I am currently working on enabling SMMU-v3 in hypervisor, I notice in SMMU-v3, there are several memory attribute configuration options.
a. TABLE_SH for Table access Shareability
b. TABLE_OC for Table access Outer Cacheability
c. TABLE_IC for Table access Inner Cancheability.
same configurations for queue access( QUEUE_SH, QUEUE_OC, QUEUE_IC)
/* CR1 (table and queue memory attributes) */
reg = (CR1_SH_ISH << CR1_TABLE_SH_SHIFT) |
(CR1_CACHE_WB << CR1_TABLE_OC_SHIFT) |
(CR1_CACHE_WB << CR1_TABLE_IC_SHIFT) |
(CR1_SH_ISH << CR1_QUEUE_SH_SHIFT) |
(CR1_CACHE_WB << CR1_QUEUE_OC_SHIFT) |
(CR1_CACHE_WB << CR1_QUEUE_IC_SHIFT);
writel_relaxed(reg, smmu->base + ARM_SMMU_CR1);
always configure the register with the dedicated value without thinking about SMMU_IDR0 COHACC, bit ( Coherent access supported to translations, structures and queues.), if there is one SMMU with COHACC as 0, do not support Coherent access, it can only use non-cacheable memory, but the cr1 always configured with cacheablity, does the SMMU works properly?

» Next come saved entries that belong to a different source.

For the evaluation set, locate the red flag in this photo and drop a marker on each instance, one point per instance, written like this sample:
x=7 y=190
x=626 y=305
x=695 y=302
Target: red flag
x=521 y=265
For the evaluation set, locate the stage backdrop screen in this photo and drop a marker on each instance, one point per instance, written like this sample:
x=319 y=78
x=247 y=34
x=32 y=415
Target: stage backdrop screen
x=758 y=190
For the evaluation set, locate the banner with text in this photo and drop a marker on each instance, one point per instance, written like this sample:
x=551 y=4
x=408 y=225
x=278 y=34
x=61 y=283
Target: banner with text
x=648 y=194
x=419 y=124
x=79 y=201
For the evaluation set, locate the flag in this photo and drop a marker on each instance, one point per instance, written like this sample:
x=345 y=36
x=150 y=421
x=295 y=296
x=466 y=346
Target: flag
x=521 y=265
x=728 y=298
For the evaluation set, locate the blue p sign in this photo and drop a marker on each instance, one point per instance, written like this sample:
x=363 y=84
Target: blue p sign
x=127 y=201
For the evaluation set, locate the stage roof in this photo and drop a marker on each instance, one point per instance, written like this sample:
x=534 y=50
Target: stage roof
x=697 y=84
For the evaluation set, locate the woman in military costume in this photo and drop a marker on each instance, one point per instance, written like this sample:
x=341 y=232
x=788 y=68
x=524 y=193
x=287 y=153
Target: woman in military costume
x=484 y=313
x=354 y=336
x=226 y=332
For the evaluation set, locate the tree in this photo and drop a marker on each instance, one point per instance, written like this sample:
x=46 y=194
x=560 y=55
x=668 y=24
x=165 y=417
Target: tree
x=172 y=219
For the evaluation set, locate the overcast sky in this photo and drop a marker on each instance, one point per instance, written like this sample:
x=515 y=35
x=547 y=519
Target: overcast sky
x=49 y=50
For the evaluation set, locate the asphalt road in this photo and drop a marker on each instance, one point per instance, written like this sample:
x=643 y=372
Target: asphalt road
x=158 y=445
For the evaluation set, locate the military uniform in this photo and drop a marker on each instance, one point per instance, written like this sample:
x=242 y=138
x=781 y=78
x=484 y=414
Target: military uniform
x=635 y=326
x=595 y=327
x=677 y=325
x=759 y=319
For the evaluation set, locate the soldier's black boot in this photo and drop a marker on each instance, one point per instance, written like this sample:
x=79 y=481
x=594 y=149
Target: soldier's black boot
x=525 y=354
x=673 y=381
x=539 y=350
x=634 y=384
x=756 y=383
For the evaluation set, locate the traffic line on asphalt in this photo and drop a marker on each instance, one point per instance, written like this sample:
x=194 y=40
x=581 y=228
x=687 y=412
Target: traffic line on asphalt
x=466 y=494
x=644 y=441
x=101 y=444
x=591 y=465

a. [169:168] S2IR0 for Inner region Cacheability for stage 2 translation table access.
b. [171:170] S2OR0 for Outer region Cacheability for stage 2 translation table access.
c. [173:172] S2SH0 for Shareability for stage 2 translation table access
It does sound as if the problem is down to memory coherency problems.
Have you double checked the attributes used on the CPU for the memory? One test would be to see whether adding a Clean to the PoC (followed by a DSB) for the memory housing the queue/ST/etc.
thanks for your reply.
I checked the attributes used on the cpu for the memory, the normal non-cacheable mair value(0x44) and the right index set to pte.
After I add an cache operation, SMMU works, and the upstream device can access memory normally. All the listed tests have the same result on real silicon chip and fvp revc platform. details as
base on the test above, it looks like the SMMU waiting for the CPU cache operation before it do the real memory access(access PTE or wirte event queue), and SMMU uses the cpu cache operation as the synchronizing signal.
Doing cache operation to non-cacheable memory looks wired. Can you share more detailed logic rules(similar to Pseudocode in arm arch spec) deep in the SMMU IP module? And why the SMMU take the logic rules?